Future of 3d Graphics
zymano writes "Extremetech
has this nice article on the future of 3d graphics. The article also mentions that graphic card gpus can be used for non-traditional powerful processing like physics. A quote from the article, "GPU can be from 10 to 100 times faster than a Pentium 4 and Scientific computations such as linear algebra, Fast Fourier Transforms, and partial differential equations can benefit". My question - If these cards are getting so powerful at computations then why do we need a Intel/AMD processor at all? Just make a graphics card with more transistors and drop the traditional processor..."
Just make a graphics card with more transistors and drop the traditional processor..."
Apple have done this several years ago. The Newton 2000 and 2100 didn't use a CPU but rather the graphics processor.
RST
Because GPUs are NOT general purpose devices. A normal processor, like a P4 can be programmed to do anything. It might take a real long time, but it is a general purpose processor and so can process anything, including emulating other processors. A GPU is not. It does one thing and one thing only: pushes pixels. Now more modren GPUs have gained some limited programmability, but they still aren't general purpose processors.

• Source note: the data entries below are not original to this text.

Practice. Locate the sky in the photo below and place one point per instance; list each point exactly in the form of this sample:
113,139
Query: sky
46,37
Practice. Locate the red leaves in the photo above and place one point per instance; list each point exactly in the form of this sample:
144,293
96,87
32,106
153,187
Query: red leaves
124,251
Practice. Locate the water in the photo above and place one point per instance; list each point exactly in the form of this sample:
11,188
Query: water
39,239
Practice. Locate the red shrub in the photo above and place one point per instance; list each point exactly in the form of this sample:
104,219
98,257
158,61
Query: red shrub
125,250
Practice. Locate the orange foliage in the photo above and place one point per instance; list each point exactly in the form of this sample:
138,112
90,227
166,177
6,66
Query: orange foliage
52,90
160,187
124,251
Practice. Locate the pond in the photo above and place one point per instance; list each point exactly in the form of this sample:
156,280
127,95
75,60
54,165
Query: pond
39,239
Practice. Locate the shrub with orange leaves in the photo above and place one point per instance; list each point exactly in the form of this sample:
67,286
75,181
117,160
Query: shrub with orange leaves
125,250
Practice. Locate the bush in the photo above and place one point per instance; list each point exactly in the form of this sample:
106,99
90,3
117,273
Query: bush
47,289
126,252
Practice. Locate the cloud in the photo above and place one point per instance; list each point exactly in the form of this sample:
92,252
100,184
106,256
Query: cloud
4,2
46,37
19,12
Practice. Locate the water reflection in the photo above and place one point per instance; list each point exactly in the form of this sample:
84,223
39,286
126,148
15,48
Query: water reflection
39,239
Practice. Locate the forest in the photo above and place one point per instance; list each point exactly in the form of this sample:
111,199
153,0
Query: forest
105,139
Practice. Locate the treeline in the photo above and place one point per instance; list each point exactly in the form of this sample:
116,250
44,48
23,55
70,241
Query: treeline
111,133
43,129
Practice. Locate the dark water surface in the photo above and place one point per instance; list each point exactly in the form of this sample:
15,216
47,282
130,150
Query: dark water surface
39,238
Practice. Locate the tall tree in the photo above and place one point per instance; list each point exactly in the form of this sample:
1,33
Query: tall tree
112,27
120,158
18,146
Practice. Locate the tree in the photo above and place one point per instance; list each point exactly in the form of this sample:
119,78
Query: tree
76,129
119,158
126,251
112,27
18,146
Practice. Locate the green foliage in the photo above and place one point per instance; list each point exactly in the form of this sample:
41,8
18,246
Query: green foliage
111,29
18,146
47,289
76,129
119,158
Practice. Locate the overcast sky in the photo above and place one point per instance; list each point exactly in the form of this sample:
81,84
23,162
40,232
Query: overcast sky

GPUs work with limited precision -- IEEE single precision is typical. This is good enough for 3D graphics -- after all, in the end you'll be limited by the 10-11 bit spatial resolution and 8 bit color resolution -- but not good enough for most scientific problems, which typically require a minimum of double precision.
Simulating higher precision with single precision arithmetic is possible, but the performance penalty is too severe for it to be useful.
Tarsnap: Online backups for the truly paranoid
Because it isn't cheaper if you need hundres of these simple units. The good thing about a DSP (which is what a GPU is, after a fashion) is that because it is specialised to a single operation, it can be highly optimised and do it much quicker than a general purpose CPU. However the good is also the bad, the DSP is highly specialised and can ONLY do that operation, or at least onyl do it efficiently.
Take digital audio. Used to be that CPUs were too pathetic to do even simple kinds of digital audio ops in realtime, so you had to offload everything to dedicated DSPs. Protools did this, you bught all sorts of expensive, specialesed hardware and loded your Mac full of it so it oculd do real time audio effects. Now, why bother? It is much cheaper to do it in software since processors ARE fast enough. Also, if a new kind of effect comes out, or an upgrade, all you have to do is load new software, not buy new hardware.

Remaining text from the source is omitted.